Quando entriamo hanno appena cominciato i MARDUK, che avevamo visto anche nell’edizione del 2004. Un pensiero va subito ai FOLKSTONE, con tutta probabilità il miglior gruppo folk metal italiano, che neanche questa volta sono riuscito a vedere; ma di loro parleremo alla fine dell’articolo, per vari motivi. Insomma, la band di Morgan Hakansson ha suonato bene, come al solito: Mortuus è ormai rodatissimo, e ha definitivamente smesso l’abito grim & frostbitten che si era portato dietro dai tempi dei Funeral Mist (assolutamente da recuperare, quantomeno Salvation). Ora anche lui si è adattato all’atmosfera caciarona e pastasciuttara dei Marduk, nonostante non potrà mai essere al livello di tamarraggine del mitologico Legion (che Belzebù lo abbia sempre in gloria). I momenti più alti sono comunque nei pezzi dei vecchi dischi, veri e propri inni black metal per degli ipotetici scaricatori di porto col vizietto del face painting. Parliamo di pietre miliari del black svedese a bassa scolarizzazione tipo Slay the Nazarene, Christraping Black Metal, With Satan and Victorious Weapons, 502, fino alla vecchia Materialized in Stone (da Opus Nocturne), l’unico pezzo realmente atmosferico e, diciamo, serio dei citati.
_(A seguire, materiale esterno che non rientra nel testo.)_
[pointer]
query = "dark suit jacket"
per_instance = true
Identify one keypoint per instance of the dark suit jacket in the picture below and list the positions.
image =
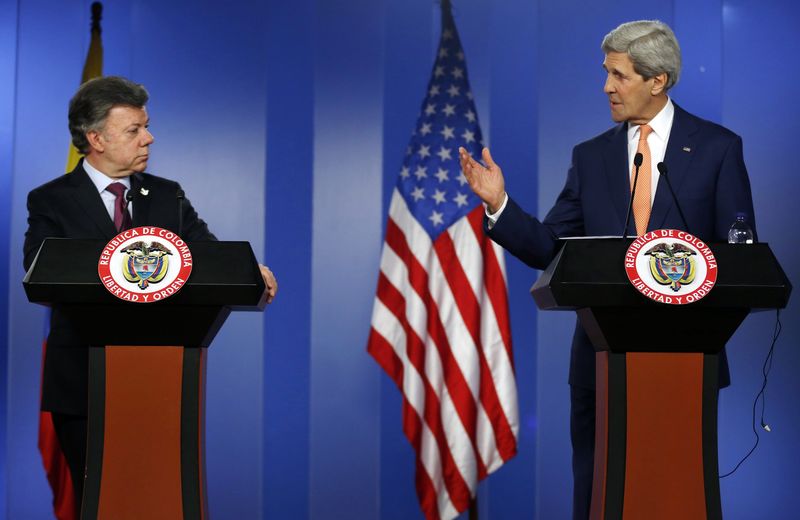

Gli STRATOVARIUS sono un bel pezzo della mia adolescenza. Peraltro hanno cominciato a fare schifo più o meno quando dall’adolescenza ci sono uscito, pure se recentemente si sono rimessi in carreggiata. Gli Strato sono stati il mio secondo concerto metal in assoluto: era il 1998, avevo sedici anni e mi feci cinquecento chilometri per vederli insieme ai Rhapsody e ai Sonata Arctica. Adesso, come ho già detto, ormai degli Stratovarius gli è rimasto solo il nome, ma va bene lo stesso. Interpretano la cosa nel modo migliore possibile, e cioè divertendosi e divertendo, senza prendersi troppo sul serio; del resto, se suoni power metal di questo tipo nel 2013, o fai così oppure risulti un po’ grottesco, diciamo. 

i bivi della storia

i bivi della storia

Suonano bene, come di solito fanno tutti i gruppi finlandesi, e Timo Kotipelto (l’unico rimasto della formazione di fine anni novanta insieme a Jens Johansson) sopperisce al nettissimo calo di voce con l’esperienza e l’attitudine da animatore di villaggio Valtur. Stavo ad un banchetto dei cd ma quando è partita Speed of Light mi sono fiondato verso il palco rovesciando birra ovunque e strillando come un ragazzino scemo. Dell’ultimo disco ho riconosciuto Unbreakable, Fantasy e Halcyon Days; ma anche qui il meglio è arrivato chiaramente nelle varie Destiny, The Kiss of Judas, Black Diamond e Hunting High and Low, con cui hanno chiuso il concerto. Il power metal è una cosa bellissima, amici. Io sono stato tutto il tempo a saltellare, cantare ed essere felice, abbracciando sconosciuti con un sorriso a trentadue denti stampato in faccia. Ho perso la voce per due giorni a causa loro. Una standing ovation al sindaco di Senise che ha detto una cosa tipo: “Vedendo il batterista degli Stratovarius mi sono innamorato di questo strumento”. HAIL a lui.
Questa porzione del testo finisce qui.